3. There’s No Right Way to Celebrate
Whenever I hear that there is a “correct” (albeit consumer-driven) way to celebrate life events, such as getting dolled up for a night out of dinner and drinks, I try to do a little research. No one knows the real history of Valentine’s Day. So it’s fine for you to celebrate in any way you want to. If that means staying at home reading a good book, dinner with friends, or a comedy show with your spouse, don’t let anyone else’s expectations dictate your own.
4. Keep Your Chin Up
You’re only going to listen to my advice so much because I’m your mom, which means that I obviously don’t know as much as you do. (Oh, girl...you’ll see.) If there’s anything you learn, know this:
It doesn’t matter if your heart gets broken on or before Valentine’s Day or if you’re overlooked by the only person you can’t stop looking at. You don’t need anyone to make you feel special or whole. You are enough. You always have been, and you always will.

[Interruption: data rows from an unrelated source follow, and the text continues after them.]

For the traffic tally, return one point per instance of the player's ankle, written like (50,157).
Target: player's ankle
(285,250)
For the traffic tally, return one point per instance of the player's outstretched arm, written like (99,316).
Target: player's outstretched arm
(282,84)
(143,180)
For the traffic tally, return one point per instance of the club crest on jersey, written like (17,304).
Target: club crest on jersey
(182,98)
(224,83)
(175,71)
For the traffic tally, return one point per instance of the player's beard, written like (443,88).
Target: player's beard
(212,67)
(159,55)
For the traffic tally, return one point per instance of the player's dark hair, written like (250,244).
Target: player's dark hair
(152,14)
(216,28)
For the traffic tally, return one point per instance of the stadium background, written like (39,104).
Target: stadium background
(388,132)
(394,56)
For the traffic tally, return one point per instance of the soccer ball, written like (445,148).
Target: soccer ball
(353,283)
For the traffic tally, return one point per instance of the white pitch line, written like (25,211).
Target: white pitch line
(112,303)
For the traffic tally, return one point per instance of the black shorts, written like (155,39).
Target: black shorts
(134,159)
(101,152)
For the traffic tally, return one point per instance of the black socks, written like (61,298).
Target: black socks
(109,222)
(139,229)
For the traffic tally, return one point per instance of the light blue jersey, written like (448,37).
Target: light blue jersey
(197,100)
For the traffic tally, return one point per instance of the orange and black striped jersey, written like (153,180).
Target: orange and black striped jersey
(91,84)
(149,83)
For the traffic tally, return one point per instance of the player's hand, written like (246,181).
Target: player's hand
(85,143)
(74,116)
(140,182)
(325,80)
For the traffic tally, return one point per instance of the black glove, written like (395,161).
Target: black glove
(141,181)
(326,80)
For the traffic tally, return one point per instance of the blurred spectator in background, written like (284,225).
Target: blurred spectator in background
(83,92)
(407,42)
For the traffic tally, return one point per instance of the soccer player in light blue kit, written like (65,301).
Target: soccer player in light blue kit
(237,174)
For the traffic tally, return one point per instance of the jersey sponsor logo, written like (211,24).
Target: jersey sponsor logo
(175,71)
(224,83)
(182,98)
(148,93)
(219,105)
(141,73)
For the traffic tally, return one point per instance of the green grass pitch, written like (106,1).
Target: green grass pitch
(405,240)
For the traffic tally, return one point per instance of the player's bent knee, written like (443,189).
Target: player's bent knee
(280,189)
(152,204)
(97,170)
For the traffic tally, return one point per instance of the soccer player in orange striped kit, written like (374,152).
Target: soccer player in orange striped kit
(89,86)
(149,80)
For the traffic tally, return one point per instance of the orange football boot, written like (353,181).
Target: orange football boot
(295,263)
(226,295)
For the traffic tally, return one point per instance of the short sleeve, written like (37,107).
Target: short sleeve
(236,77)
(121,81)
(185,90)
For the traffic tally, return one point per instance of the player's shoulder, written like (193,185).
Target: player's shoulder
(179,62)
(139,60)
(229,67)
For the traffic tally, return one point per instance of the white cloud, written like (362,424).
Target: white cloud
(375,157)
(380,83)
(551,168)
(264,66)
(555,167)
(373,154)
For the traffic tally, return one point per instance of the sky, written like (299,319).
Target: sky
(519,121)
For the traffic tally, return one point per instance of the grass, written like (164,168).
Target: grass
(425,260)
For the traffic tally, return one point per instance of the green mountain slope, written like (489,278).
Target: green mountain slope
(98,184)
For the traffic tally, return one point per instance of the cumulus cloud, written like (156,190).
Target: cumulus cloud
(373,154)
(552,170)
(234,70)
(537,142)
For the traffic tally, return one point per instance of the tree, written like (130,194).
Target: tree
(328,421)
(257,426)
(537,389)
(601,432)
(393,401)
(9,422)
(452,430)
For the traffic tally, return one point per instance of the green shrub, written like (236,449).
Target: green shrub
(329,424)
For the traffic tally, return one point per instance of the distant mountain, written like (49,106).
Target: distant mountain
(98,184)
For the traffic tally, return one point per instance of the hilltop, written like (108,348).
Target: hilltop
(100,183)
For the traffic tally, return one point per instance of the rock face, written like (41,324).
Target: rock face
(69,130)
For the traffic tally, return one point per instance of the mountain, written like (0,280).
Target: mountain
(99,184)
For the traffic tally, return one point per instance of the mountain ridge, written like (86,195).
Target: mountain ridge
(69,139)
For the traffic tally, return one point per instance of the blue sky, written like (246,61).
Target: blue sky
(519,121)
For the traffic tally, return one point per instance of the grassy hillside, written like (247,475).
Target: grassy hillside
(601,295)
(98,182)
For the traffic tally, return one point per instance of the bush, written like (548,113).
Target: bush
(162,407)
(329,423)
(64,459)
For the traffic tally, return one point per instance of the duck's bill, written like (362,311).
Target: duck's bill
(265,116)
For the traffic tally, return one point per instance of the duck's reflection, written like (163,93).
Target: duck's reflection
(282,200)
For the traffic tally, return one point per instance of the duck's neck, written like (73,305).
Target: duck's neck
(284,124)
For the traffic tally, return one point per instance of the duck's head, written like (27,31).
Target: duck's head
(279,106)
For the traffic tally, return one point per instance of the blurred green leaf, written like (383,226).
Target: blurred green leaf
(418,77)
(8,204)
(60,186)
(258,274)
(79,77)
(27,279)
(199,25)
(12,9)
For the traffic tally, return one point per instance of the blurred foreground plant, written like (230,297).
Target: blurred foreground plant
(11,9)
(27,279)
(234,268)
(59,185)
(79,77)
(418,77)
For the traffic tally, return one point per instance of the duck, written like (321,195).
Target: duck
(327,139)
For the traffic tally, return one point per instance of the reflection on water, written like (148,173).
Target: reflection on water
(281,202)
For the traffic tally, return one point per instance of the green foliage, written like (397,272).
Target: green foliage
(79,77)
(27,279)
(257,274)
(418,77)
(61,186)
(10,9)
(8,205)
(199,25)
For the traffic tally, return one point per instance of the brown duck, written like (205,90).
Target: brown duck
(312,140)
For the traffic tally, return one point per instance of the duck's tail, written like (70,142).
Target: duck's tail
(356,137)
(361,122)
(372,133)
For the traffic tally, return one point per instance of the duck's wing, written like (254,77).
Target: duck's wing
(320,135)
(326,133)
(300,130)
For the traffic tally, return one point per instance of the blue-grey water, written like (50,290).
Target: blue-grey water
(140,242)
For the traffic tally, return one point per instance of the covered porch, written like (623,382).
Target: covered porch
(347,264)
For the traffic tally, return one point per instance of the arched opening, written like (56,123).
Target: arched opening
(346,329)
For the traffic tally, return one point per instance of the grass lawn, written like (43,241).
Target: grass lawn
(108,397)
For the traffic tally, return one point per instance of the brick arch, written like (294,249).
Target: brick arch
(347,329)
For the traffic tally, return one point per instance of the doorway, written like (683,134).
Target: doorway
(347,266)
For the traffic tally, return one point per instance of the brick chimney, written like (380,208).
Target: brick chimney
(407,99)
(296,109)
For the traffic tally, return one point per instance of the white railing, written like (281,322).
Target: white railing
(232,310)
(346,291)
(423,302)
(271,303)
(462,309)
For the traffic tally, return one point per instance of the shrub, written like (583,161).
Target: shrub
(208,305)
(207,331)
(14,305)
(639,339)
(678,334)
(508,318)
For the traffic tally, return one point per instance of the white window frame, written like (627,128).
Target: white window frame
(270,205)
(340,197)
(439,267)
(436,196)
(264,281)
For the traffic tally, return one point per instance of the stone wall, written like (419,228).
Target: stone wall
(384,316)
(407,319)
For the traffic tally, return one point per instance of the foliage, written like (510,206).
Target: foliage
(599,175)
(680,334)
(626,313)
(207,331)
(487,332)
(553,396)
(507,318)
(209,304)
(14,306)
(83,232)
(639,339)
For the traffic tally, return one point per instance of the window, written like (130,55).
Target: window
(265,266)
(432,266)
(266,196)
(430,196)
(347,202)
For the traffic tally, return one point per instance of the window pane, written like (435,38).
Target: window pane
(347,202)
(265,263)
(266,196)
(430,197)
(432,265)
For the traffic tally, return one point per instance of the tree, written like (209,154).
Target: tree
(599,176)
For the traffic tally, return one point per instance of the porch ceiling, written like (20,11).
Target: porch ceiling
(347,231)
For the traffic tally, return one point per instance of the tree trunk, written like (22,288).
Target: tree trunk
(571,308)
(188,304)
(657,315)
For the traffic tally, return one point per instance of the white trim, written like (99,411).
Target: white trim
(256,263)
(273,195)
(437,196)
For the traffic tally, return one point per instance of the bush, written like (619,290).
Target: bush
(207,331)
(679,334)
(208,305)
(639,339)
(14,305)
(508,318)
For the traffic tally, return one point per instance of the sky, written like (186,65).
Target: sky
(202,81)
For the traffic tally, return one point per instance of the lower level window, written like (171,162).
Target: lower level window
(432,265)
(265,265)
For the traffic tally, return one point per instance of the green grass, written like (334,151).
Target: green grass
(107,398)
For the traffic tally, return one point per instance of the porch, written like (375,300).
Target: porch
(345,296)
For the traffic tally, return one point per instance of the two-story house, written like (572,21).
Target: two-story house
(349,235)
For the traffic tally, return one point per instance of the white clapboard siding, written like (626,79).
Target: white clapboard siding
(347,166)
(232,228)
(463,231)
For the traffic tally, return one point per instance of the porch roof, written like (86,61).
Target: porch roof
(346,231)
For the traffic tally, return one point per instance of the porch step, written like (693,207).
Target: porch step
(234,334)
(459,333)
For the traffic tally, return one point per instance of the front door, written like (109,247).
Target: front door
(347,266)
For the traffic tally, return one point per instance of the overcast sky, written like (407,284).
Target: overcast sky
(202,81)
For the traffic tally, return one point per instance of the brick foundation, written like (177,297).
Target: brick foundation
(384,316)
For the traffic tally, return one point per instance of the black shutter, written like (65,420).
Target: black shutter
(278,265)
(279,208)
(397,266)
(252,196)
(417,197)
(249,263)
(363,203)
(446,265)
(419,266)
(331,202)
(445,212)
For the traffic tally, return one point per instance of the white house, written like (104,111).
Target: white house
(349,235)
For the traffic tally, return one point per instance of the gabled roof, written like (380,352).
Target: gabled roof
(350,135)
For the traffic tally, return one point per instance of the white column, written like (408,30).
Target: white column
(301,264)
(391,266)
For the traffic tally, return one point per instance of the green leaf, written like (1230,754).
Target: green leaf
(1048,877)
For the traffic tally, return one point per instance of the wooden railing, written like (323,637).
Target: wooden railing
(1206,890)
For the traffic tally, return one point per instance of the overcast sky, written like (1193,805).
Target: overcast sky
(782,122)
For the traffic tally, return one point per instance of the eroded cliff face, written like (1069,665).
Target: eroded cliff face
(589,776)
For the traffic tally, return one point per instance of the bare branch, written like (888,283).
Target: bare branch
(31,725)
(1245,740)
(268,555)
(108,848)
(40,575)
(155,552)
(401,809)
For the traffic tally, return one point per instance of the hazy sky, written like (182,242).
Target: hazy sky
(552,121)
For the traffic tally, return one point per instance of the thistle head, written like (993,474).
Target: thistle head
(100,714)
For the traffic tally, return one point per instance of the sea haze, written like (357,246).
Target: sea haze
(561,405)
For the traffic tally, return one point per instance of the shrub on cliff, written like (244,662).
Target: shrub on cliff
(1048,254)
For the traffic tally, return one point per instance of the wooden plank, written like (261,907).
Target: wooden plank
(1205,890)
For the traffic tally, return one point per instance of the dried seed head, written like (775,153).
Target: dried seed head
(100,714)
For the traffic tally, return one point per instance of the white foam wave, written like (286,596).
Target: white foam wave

5. Celebrate Yourself and Others
Your valentine doesn’t need to be a romantic partner. Be your own valentine, be your friends’, or your family’s. You don’t need a man or a woman to honor the love in your heart. Don’t get depressed if you’re alone while everyone else seems to be partnered up, but even more important than that, don’t buy into the consumer mumbo jumbo. Every day is Valentine’s Day. Live your life so that every day is spent celebrating the love in your heart.